Est-ce que ses chansons sont des hymnes à la joie à la fois niais et naïfs ? Non. Doit-on le considérer comme un artiste tourmenté pour autant ? Certainement pas. Il y a la mélancolie, mais pas la dépression. Un certain désenchantement traverse son œuvre, c’est vrai. Est-ce suffisant pour décréter que Nick Drake était un artiste au bord du suicide dès 1969 ? Aucune écoute honnête de son œuvre ne le permet.

A l’exception des toutes dernières années de sa vie, Nick Drake n’était pas une personne rongée par la dépression. Être fasciné de la sorte par cet immense poète est une insulte envers sa mémoire, son œuvre et ses proches.

Doit-on être soit dépressif, soit en extase permanente ? N’y a-t-il pas des moments de vides, de flottements, de doute, de deuils dans les vies des chaque personnes ? N’y a-t-il pas de place pour la mélancolie pour de nombreuses personnes qui cherchent une place dans nos sociétés ?

« Très bien nous dira-t-on, mais qu’en est-il d’artistes réellement dépressifs, voire suicidaires ? Les textes de Joy Division évoquent souvent le suicide, à demi-mot. Qu’en penser ?»

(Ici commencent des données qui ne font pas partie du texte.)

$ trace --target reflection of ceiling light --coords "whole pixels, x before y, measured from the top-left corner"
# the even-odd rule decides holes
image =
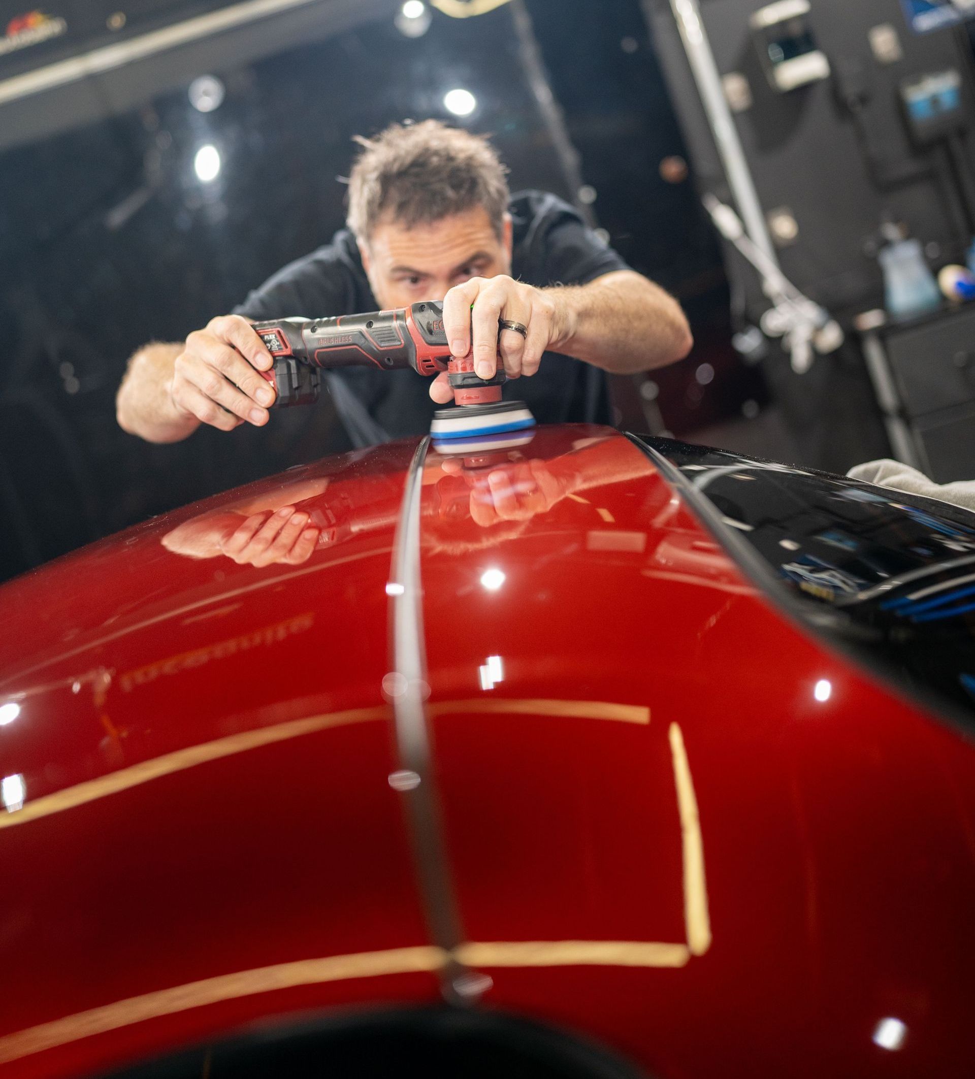
[[[26,795],[27,787],[22,775],[4,776],[0,780],[0,801],[3,802],[8,812],[23,809]]]
[[[874,1044],[880,1046],[881,1049],[889,1049],[893,1053],[904,1044],[905,1037],[907,1037],[906,1024],[898,1019],[888,1016],[877,1024],[877,1029],[874,1032]]]
[[[223,104],[223,83],[211,74],[202,74],[190,83],[190,105],[198,112],[212,112]]]
[[[502,570],[485,570],[481,574],[481,584],[489,592],[496,592],[505,583],[505,574]]]
[[[455,117],[469,117],[478,107],[478,99],[469,90],[449,90],[443,95],[443,108]]]
[[[393,21],[407,38],[422,38],[430,28],[430,13],[423,0],[407,0]]]
[[[478,668],[482,689],[493,689],[498,682],[505,681],[505,668],[500,656],[489,656],[488,663]]]
[[[211,144],[202,146],[193,159],[193,168],[197,179],[203,183],[216,180],[220,175],[220,151]]]

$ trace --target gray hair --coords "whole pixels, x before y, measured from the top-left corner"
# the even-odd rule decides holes
[[[356,141],[363,149],[348,178],[347,223],[360,240],[368,243],[384,215],[410,229],[475,206],[502,235],[508,170],[485,137],[425,120]]]

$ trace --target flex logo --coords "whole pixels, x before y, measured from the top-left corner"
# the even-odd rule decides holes
[[[6,24],[4,36],[0,38],[0,56],[59,38],[67,29],[67,22],[59,15],[45,15],[41,11],[16,15]]]

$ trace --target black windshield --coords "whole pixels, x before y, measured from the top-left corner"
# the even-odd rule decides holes
[[[751,552],[739,557],[744,569],[759,556],[760,583],[785,589],[800,616],[903,688],[975,715],[975,514],[842,476],[638,440],[670,463],[729,550]],[[832,617],[815,616],[824,611]]]

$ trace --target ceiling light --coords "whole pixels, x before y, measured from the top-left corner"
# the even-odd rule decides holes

Nous dirons que s’ils ont réussi à atteindre un tel niveau malgré la maladie, il faut imaginer ce qu’ils auraient pu produire sans. Car il faut dire les choses telles qu’elles sont : la dépression, les pensées suicidaires et les (tentatives de) suicides n’ont rien de beau. Elles ne produisent rien : elles ne font que détruire des vies.

On ne peut pas accepter la moindre fascination, la moindre complaisance envers tout ce qui brise des vies de la sorte. C’est une question de civilisation. Nous voulons des artistes entiers et sensibles qui parviennent à retranscrire une époque et son atmosphère avec toujours plus de finesse, toute la densité de la sensibilité personnelle.